White supremacy is not a marginal ideology in the United States, Professor Tricia Rose proclaimed before a crowded room of Brown students and faculty.
President Christina Paxson organized and moderated the September 6th forum, titled “Charlottesville: Perspectives on the Origins and Implications of White Nationalism in the U.S.”
“It is absolutely crucial that those of us who believe in racial justice deal with institutional white supremacy and not just extremism,” said Rose, chair of the Africana studies department.
Rose and six fellow professors discussed and analyzed the roots of the white supremacism that displayed itself in the Charlottesville neo-Nazi rallies right before the start of the fall semester.
“We are living in a time when we can become a nation that enforces brutal policing policies, white supremacy, and xenophobic immigration policies,” said American studies professor Monica Muñoz Martinez. “Or we can create a moment when we correct our course of history and choose a more just path.”
Maud Mandel, professor of history and Judaic studies, drew on her scholarship of anti-Semitism during World War II and urged students to not turn away from injustice.
“We are all implicated in making sure that the society we live in is socially just,” she said.
Bonnie Honig, professor of modern culture and media, referring to the prevalence of Confederate flags in the South, asked students to question “why certain images get preserved” and “whose history gets to be commemorated in public space.” But instead of considering what public monuments ought to be taken down, suggested professor John Tomasi of the political science department, we should think about what political monuments we want to put up as a “public statement of community.”

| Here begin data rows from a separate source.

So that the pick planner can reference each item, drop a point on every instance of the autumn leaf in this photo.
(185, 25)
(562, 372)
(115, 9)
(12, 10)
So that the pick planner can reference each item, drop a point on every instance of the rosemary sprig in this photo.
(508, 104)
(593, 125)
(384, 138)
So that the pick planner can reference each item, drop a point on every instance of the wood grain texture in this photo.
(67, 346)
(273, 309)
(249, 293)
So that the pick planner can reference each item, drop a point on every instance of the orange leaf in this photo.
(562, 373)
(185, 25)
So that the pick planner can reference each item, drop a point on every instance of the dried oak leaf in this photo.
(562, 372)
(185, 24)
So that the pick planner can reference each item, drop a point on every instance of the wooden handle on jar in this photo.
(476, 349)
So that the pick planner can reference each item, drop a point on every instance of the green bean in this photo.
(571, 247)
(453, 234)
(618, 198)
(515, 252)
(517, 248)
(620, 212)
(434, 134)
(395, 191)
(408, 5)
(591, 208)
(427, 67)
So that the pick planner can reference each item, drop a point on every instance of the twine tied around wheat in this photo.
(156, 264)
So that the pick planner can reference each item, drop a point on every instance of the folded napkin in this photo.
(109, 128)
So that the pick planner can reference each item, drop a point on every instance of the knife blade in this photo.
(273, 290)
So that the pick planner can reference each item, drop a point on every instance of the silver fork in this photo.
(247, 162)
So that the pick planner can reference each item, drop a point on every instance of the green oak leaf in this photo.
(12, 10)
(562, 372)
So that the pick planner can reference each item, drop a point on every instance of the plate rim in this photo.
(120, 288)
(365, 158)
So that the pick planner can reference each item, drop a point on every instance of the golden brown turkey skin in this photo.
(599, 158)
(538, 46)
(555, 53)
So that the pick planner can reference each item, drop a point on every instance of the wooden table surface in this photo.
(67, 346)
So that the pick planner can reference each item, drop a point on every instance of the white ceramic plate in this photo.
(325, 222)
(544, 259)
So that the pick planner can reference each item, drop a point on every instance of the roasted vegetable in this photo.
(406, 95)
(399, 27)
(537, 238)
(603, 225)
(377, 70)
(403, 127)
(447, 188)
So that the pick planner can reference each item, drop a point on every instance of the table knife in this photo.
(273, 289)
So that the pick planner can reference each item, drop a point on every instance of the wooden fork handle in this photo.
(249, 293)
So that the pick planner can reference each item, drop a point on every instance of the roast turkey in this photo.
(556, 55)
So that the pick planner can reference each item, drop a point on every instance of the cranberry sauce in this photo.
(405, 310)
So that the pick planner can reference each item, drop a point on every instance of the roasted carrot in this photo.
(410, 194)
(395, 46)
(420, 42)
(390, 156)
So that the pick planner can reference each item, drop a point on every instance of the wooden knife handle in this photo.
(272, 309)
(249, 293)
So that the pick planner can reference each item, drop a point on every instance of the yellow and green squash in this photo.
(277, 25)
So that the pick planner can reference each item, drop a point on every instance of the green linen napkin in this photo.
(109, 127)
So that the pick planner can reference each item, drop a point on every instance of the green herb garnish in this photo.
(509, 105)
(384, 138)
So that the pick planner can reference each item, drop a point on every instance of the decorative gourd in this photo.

“What events from our past should be commemorated in our future?” he asked. Tomasi suggested that Brown consider erecting a statue for Ruth J. Simmons, not only, he explained, because she was the first black president of Brown but because of her work as a champion of free speech and learning.
Associate professor of history Michael Vorenberg pointed out that what most people think of as the Confederate flag was never the official flag of the Confederacy. It was actually Robert E. Lee’s battle flag, and it became the banner of white supremacy 100 years later.
He questioned, as well, the victorious North’s claim to “moral perfection” following the conclusion of the Civil War, reminding the audience that Brown had been intimately connected with the slave trade.
Emily Owens, also of the history department, explained that white nationalist groups participating in the Charlottesville rallies were motivated by a nostalgic illusion.
“There were multiple layers of memory operating at Charlottesville, all leading back to slavery,” Owens said. “But the memory at its root is actually a fantasy.”
The antebellum South was not as pleasant a place for white slave owners as today’s white nationalists might imagine, she continued. Slaveholders were terrified, and with good reason. Enslaved people knew they weren’t property; there were always acts of revolt and expressions that affirmed the human dignity of those enslaved.
“The eruption of violence is not a sign of white supremacist strength but of its panic,” Owens concluded.
Yet we must avoid constraining what constitutes “racism” to the events of the Charlottesville rally, explained Tricia Rose. It’s easy to think that “the rest of us are therefore not racist and our world is not producing racist outcomes—if only we could get rid of the fringe groups.”
Rose observed that in the face of white nationalism it can seem as if the only way to win is to be more hateful than those who support it.
But, she urged, we must “behave in accordance to the society that we hope to create, not the one that we hope to change.”